Every day, new voices are being added to the wilderness conversation as guides, land managers, scientists, outdoor educators, and users of the outdoors, increasingly reflecting the diversity of wilderness users and experiences.

Wilderness is built on an illusion of untouched nature. This illusion of untrammeled wilderness not only erases the traditional management of land by Native communities but also proposes that any corner of the Earth, no matter how far removed from people, does not experience the effects of humans. The idea that wilderness exists for solitude and exclusivity erases diverse wilderness experiences and distances us further from the global community of nature of which we are all a part. Land managers can instead utilize diverse perspectives to legitimize a vast array of wild experiences to create spaces that encourage inclusive and positive human–nature relationships.

When we begin to see ourselves as more connected to the global community of nature, we can expand on what US federally designated wilderness, as well as other protected land designations, means to us as individuals. The following essays are written about diverse wilderness experiences where the authors explore what wilderness and wild places mean to them, revealing different wilder- ness experiences from those that the Wilderness Act was built upon. Santos asks who has physical and intellectual access to wilderness. Crum explores how the chaotic balance of natural spaces can transform and transport users. Gregory considers whether wilderness definitions created by those who no longer represent the diverse population of users are still relevant, and Motahari imagines a more inclusive wilderness culture. Through their stories, the authors seek to remove the wilderness illusion from their practice.
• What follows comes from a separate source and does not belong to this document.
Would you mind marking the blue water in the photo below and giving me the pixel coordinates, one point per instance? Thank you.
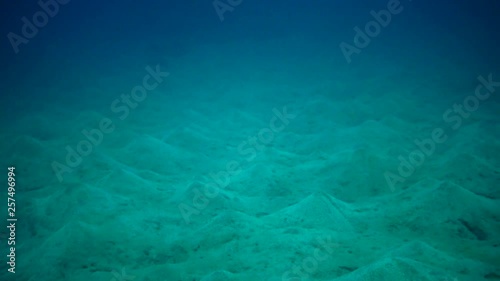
(250, 140)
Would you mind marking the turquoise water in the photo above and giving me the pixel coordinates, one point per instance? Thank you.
(250, 140)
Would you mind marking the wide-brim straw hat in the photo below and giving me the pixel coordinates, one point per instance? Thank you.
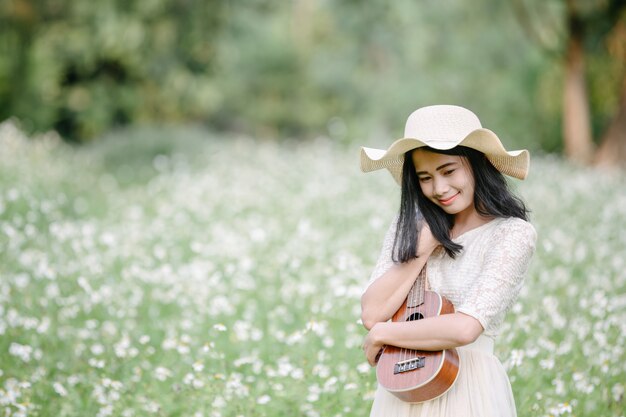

In doing so, they hope to ignite authentic conversation about the many journeys toward wilderness stewardship.

Relearning Wilderness

Amanda Grace Santos

I grew up in the northeast United States immersed in the working-class Portuguese immigrant culture of Hartford County, Connecticut, where the outdoors was a place for gatherings, or festas, that often took place on the back lot of the Portuguese church. I did not experience federally designated wilderness until I was in my 20s. As a child, it was the woods behind my house that were my wilderness. To me, wilderness and the land were not disconnected from myself. Later, I came to understand this as the acute definition of kinship – the act of connecting to the circular nature of the world and our place within this system, rather than living outside of nature to exert our power over it. The former is what will move DEIA initiatives forward, while the latter embodies capitalism and the extractive propensities of settler colonialism – concepts I came to fully understand through extensive unlearning as part of my DEIA journey.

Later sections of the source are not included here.